LGUs pressed to heighten anti-child abuse monitoring amid strict quarantine curbs


Senators pressed the Duterte government on Monday to step up stricter measures to monitor and effectively prevent child abuse cases during the extended Covid-triggered lockdowns.

This, as Sen. Risa Hontiveros raised an alert amid concerns that “child abuse and exploitation may increase” amid the imposition of stricter lockdowns around the Philippines due to the Covid-19 Delta variant.

Hontiveros, sitting chairperson of the Senate Committee on Women, Children, Family Relations and Gender Equality, pressed local government units (LGUs) to “ensure channels are open and are readily-available to victims of sexual or physical abuse.”

The senator raised recurring concerns against abuse and exploitation of children inside the home as “more common than our society would like to admit.”

She added: “Iba’t ibang klase ng pang-aabuso ang nararanasan ng ating kabataan—sekswal man o pisikal—at kadalasan sa kamay pa ng mga indibidwal na pinagkakatiwalaan nila. Ngayong marami ang nakakulong ulit sa mga bahay, dapat talasan ng mga barangay at LGUs ang pagbabantay.”

Hontiveros cited findings by the Department of Health (DOH), Women and Children Protection Units in DOH-retained and LGU-supported hospitals reporting that sexual abuse cases (64 percent) are more common than physical abuses (17 percent).

Moreover, the senator noted other reports that incest rape was pegged at 33 percent, prompting her to suggest that LGUs must also be ready to provide psychosocial support should victim-survivors report abuse.

“Many cases of child sexual abuse happen within the domestic environment,” she noted, adding:  “It does not help that our country’s age of sexual consent is still at 12 years old, the lowest threshold in the world, and predators often use this as a loophole to get away with child rape. Hindi lang online sexual abuse of children ang pataas nang pataas ngayong pandemya, maaaring domestic sexual abuse of children ay pataas din,” the senator warned.

In addressing the menace earlier, Hontiveros principally sponsored passage of a law Raising the Age of Sexual Consent Act, embodied in Senate Bill 163 to raise the age of sexual consent from 12 years old to 18 years old.

She lamented that under Article 266-A of the Revised Penal Code and as stipulated in the Anti-Rape Law of 1997, statutory rape covers only children below 12 years old.

Hontiveros recalled that “our Revised Penal Code was enacted in 1930, but the provision on our age of sexual consent has not changed. That’s over 90 years of allowing child rape.”

The senator asserted that “this bill is a necessary step to make amends to every Filipino child. I look forward to Raising the Age of Consent Act’s passage, given the Senate’s commitment to support the measure.”

Hontiveros added: “Habang dumedepensa ang mga LGU sa komunidad at habang trinatrabahong mapasa ang pagpapataas ng age of consent, ang bawat mamamayan ay may responsibilidad din na siguraduhing walang bata ang nalalagay sa panganib.”

At the same time, Sen. Sherwin T. Gatchalian pressed for increased vigilance amid lingering concerns over “another potential surge in cases of violence against children” during the ECQ.

Citing data from the Philippine National Police (PNP), the children’s organization Save the Children flagged the increase of crimes committed against women and children during the imposition of ECQ last year.

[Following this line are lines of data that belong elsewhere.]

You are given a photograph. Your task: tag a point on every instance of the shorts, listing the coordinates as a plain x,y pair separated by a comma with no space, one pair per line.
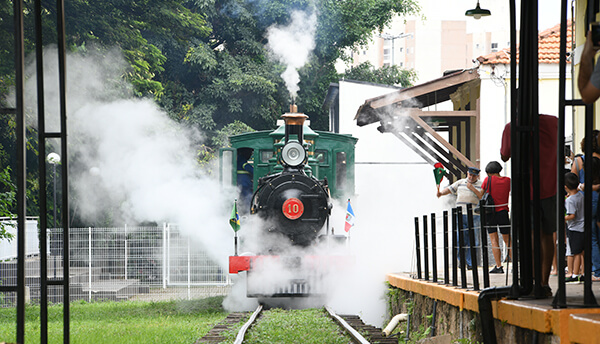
547,214
576,240
499,220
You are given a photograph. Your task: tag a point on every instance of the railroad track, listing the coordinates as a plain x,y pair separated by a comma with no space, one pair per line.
351,324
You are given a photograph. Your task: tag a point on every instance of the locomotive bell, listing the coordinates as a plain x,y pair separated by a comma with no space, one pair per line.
293,153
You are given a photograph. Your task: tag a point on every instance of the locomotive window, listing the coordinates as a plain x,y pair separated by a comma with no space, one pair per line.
340,169
265,155
321,156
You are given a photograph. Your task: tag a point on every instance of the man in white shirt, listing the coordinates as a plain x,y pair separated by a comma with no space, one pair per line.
467,191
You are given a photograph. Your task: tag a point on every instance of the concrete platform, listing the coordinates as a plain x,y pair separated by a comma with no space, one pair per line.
574,324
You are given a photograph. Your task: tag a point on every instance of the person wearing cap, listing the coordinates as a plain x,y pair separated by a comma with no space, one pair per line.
499,188
467,191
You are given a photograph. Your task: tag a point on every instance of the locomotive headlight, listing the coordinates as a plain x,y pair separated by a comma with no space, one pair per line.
293,154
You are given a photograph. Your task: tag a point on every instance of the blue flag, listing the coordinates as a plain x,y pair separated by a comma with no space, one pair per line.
234,221
349,218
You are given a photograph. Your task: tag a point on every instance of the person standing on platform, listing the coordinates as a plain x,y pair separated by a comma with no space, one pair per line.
574,219
467,191
499,188
578,169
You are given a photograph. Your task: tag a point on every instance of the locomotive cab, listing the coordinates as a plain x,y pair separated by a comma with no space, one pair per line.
294,168
292,203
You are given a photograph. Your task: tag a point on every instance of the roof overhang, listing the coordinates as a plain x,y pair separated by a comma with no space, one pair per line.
420,96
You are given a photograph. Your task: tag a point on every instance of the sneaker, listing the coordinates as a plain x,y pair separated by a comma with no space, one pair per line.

It recalled that on April 30, 2020, 1,284 cases were recorded by the PNP, 521 against children and 763 against women. These figures increased dramatically to 3,600 crimes by June 4, 2020—1,745 against children and 1,945 against women.

Gatchalian had warned that economic hardship looming over families could again trigger a surge in domestic violence.

He added that due to the stricter quarantine measures, potential victims could face “a harder time seeking help.”

The senator recalled that when the lockdown was enforced last year, “we saw ballooning cases of violence against women and children.”

Gatchalian conveyed serious apprehensions that these cases are likely to be repeated if nothing is done to quell violence.

“Nanganganib na maulit ito kung hindi natin paiigtingin ang ating mga hakbang upang masugpo ang mga kaso ng karahasan,” warned Gatchalian, chairman of the Senate Committee on Basic Education, Arts and Culture.

At the same time, the senator asserted the “importance of sustained accessibility for help-lines” of the National Bureau of Investigation’s Violence Against Women and Children Desk and the Philippine National Police’s Women and Children Protection Center.

Moreover, Gatchalian cited the role of barangays because of their proximity to victims, reminding that under the Protocol for Case Management of Child Victims of Abuse, Neglect, and Exploitation by the Committee for the Special Protection of Children, barangays should put up help desks that monitor cases of child abuse and violence against women. Barangays are also tasked to coordinate with social workers, health officials, and women and children protection units to give intervention and assistance to the victims.